He has managed to get shelterd accommodation he has his own flat within a complex.
Since moving in last year he has under gone a number if assessments another which is due in december 2018.
I will be wanting answers as i feel we are getting no where
The place where he is staying think he has dementia as i also feel he has
He is not eating correctly and has had 2 showers in 12 months .
He changes his clothing very regular i have started cleaning his flat he does the hooving but i personally no its not done very well.
I am concidering moving him to a nursing home but would have to be a council run due to costs
This way he wont have to worry about cleaning or cooking
He seems to spend money like its going out of fashion
I am also thinking of taking power of attorney
Is there anyobe that has had to do this and how would i go about it please
Sorry to rant on
Any help would be gratfull
Thankyou
First step is a visit from Social Services to do a Needs Assessment.
Interesting that he is in a sheltered housing complex, places are usually difficult to obtain. Was he already disabled?
Hmm, you can't really throw someone out of a house unless they leave voluntarily (or you change the locks).

Is he divorcing her, she him? Where is he getting his money from?

Maybe his erratic behaviour is dementia, maybe it is a form of mental illness in some way.

Care home fees are paid by the council when someone is down to £23,500 (they START to pay then, as in some of the fees, but won't pay them all till the person is down to £14k).
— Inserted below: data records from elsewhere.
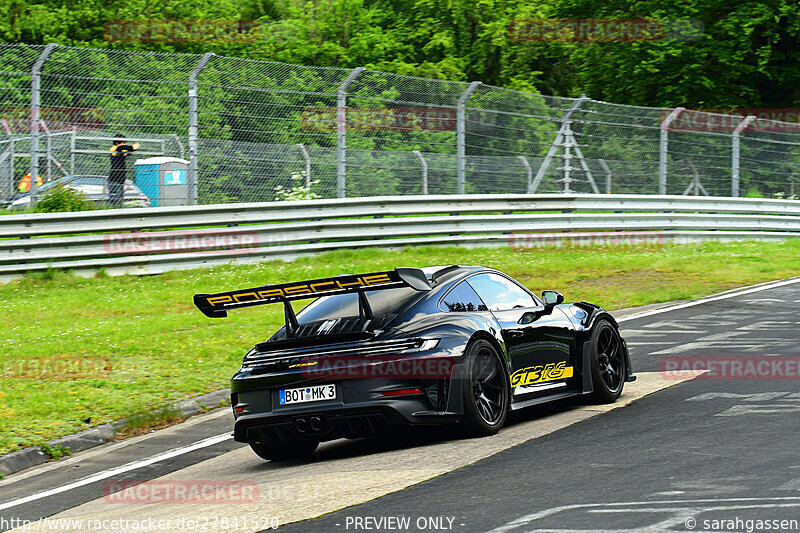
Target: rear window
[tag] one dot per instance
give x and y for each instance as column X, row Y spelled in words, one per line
column 346, row 305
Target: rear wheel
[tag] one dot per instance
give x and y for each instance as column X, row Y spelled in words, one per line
column 285, row 451
column 608, row 362
column 486, row 390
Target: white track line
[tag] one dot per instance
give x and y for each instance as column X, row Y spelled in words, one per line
column 723, row 296
column 118, row 470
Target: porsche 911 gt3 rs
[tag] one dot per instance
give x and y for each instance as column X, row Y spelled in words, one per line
column 438, row 345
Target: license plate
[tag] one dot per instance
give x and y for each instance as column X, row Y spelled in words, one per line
column 317, row 393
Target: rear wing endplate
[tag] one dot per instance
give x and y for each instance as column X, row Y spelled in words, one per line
column 218, row 305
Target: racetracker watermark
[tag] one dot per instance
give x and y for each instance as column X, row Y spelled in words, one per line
column 198, row 241
column 18, row 119
column 56, row 367
column 376, row 367
column 379, row 119
column 617, row 238
column 731, row 368
column 174, row 492
column 768, row 120
column 605, row 30
column 181, row 31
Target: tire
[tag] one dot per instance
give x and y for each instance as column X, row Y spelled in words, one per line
column 486, row 391
column 286, row 451
column 608, row 362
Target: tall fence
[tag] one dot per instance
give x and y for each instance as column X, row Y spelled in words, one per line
column 248, row 127
column 172, row 238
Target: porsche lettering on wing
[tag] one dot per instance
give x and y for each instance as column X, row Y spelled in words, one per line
column 318, row 286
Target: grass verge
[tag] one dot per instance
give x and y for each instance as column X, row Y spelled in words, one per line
column 81, row 352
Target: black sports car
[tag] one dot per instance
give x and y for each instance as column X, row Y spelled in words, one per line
column 444, row 344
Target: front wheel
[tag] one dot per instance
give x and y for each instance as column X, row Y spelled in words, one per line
column 285, row 451
column 486, row 392
column 608, row 362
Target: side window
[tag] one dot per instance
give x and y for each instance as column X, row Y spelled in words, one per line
column 500, row 293
column 462, row 299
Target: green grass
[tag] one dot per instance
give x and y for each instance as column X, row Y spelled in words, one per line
column 149, row 346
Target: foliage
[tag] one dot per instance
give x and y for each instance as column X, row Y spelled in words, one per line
column 747, row 56
column 61, row 198
column 298, row 191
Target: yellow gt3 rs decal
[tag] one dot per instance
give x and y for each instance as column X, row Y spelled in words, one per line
column 539, row 374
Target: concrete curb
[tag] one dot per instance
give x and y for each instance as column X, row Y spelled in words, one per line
column 89, row 438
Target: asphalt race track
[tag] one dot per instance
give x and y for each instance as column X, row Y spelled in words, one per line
column 715, row 453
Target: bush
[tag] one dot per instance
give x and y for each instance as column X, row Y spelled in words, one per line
column 61, row 199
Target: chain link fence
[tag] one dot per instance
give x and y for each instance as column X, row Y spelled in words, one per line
column 247, row 127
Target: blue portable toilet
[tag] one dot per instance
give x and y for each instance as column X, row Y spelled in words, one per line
column 163, row 180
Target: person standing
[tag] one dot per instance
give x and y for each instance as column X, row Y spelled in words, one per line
column 119, row 170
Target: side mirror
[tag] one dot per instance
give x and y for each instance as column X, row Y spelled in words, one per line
column 528, row 317
column 552, row 298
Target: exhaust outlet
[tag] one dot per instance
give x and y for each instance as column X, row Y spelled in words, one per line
column 315, row 423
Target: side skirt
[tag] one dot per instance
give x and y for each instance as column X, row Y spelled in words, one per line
column 544, row 399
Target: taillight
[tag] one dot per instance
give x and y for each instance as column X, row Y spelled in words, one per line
column 402, row 392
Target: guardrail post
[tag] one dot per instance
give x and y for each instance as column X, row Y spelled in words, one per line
column 72, row 150
column 191, row 180
column 341, row 132
column 424, row 165
column 528, row 173
column 48, row 149
column 36, row 114
column 735, row 153
column 307, row 159
column 461, row 129
column 662, row 150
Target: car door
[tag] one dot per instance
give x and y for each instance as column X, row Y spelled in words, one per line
column 542, row 350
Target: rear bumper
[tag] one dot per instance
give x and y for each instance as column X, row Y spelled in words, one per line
column 360, row 409
column 334, row 422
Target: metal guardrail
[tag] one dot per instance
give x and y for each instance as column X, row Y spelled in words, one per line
column 147, row 241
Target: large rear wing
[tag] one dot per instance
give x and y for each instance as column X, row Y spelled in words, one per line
column 217, row 305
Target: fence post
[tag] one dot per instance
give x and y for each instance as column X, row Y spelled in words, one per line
column 36, row 88
column 608, row 174
column 528, row 173
column 341, row 132
column 461, row 135
column 424, row 170
column 193, row 96
column 307, row 159
column 565, row 119
column 662, row 150
column 735, row 153
column 48, row 149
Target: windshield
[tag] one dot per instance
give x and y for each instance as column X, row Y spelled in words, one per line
column 346, row 305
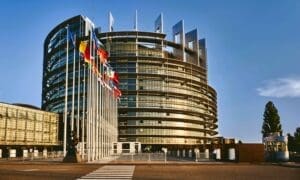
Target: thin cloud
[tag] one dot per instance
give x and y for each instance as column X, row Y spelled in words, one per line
column 279, row 88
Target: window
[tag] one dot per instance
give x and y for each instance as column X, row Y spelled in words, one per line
column 177, row 38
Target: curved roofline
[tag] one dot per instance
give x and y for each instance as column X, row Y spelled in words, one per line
column 62, row 24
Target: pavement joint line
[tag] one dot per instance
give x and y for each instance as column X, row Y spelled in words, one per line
column 112, row 172
column 28, row 170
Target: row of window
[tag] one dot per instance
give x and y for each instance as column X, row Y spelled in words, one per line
column 162, row 132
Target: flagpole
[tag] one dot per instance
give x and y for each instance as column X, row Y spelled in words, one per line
column 78, row 98
column 66, row 95
column 73, row 90
column 83, row 136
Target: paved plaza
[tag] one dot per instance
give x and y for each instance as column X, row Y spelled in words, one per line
column 144, row 171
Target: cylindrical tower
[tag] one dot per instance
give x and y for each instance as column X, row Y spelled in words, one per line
column 71, row 87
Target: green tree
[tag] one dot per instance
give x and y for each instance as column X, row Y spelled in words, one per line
column 271, row 121
column 297, row 140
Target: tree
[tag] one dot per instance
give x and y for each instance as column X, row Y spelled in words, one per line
column 291, row 143
column 297, row 139
column 271, row 121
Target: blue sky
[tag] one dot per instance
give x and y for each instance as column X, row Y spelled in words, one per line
column 252, row 45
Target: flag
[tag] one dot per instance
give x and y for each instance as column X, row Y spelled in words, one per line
column 100, row 79
column 115, row 78
column 117, row 93
column 84, row 49
column 96, row 40
column 103, row 54
column 135, row 21
column 111, row 22
column 70, row 36
column 110, row 73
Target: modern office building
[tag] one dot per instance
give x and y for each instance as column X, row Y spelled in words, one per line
column 167, row 101
column 24, row 128
column 91, row 110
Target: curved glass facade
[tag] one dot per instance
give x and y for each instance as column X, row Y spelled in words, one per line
column 91, row 109
column 166, row 99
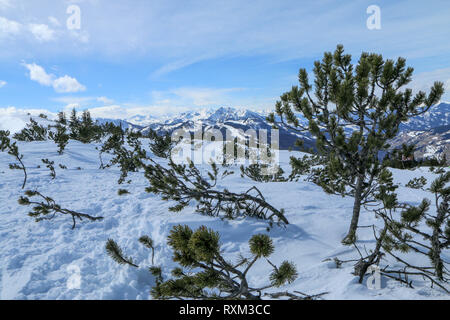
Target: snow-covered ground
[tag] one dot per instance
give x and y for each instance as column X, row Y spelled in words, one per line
column 40, row 260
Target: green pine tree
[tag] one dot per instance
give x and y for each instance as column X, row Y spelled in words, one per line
column 367, row 97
So, if the house he lived in with his wife was co-owned by them, then his half (whether divorced or not) would be expected to be used to pay his fees at the care home till he is down to that £23,500 level.

The council may put a charge on the house - BUT, if his wife / ex wife is over 60, they may have to leave the house alone, whether he co-owns it or not.

These are all BIG issues, and as BB says, you/he need to have this clarified.

I guess one sad truth is that he is unlikely to 'get better', only to 'get worse' whatever is causing his behaviour now.
Her excuses were he did nothing around the home and stopped washing hiself .

Hmm, sounds more like a reason than an excuse to me! Would any of us want someone living with us like that???

However, all marriages are 'unique' and we never really know what goes on 'inside' do we. So maybe she isn't very nice at all!
If they are still married then I think it's the wife who is in charge legally. As a sister you may have no rights to arrange anything. Best check with a solicitor
If your brother is willing for you to 'represent' him, I'm sure a solicitor would discuss his financial situation with you, in terms of what he would be eligible for if his wife unilaterally wants to divorce him.

He should certainly NOT lose out on any financial entitlement, however 'bizarre' his behaviour may have become.

I know you say you fear dementia may have been setting in - but 62 is very young for that. (Not unknown, alas). Has he had any formal diagnosis at all, whether it is dementia (and a brain scan may be needed for that, given his relative youth), or a form of mental illness.

What was he like 'before' if you see what I mean? Has he a long-standing history of erratic or 'weird' behaviour at all, in which case it's probably more likely to be a form of mental illness, rather than even early-onset dementia.

How 'rational' is he when you talk to him.

If he is highly 'irrational' and 'always so' (ie, not just for 'bursts') then you may have to start considering whether he can be regarded as having legal competence - ie, can he still be allowed to make decisions for himself, etc. If that is so, then, as pointed out, probably, I would think, his wife is his 'next of kin' (while they are married), and so would be regarded as his 'guardian'. But he MAY have a say in who he wants to be such a guardian, eg, you, perhaps.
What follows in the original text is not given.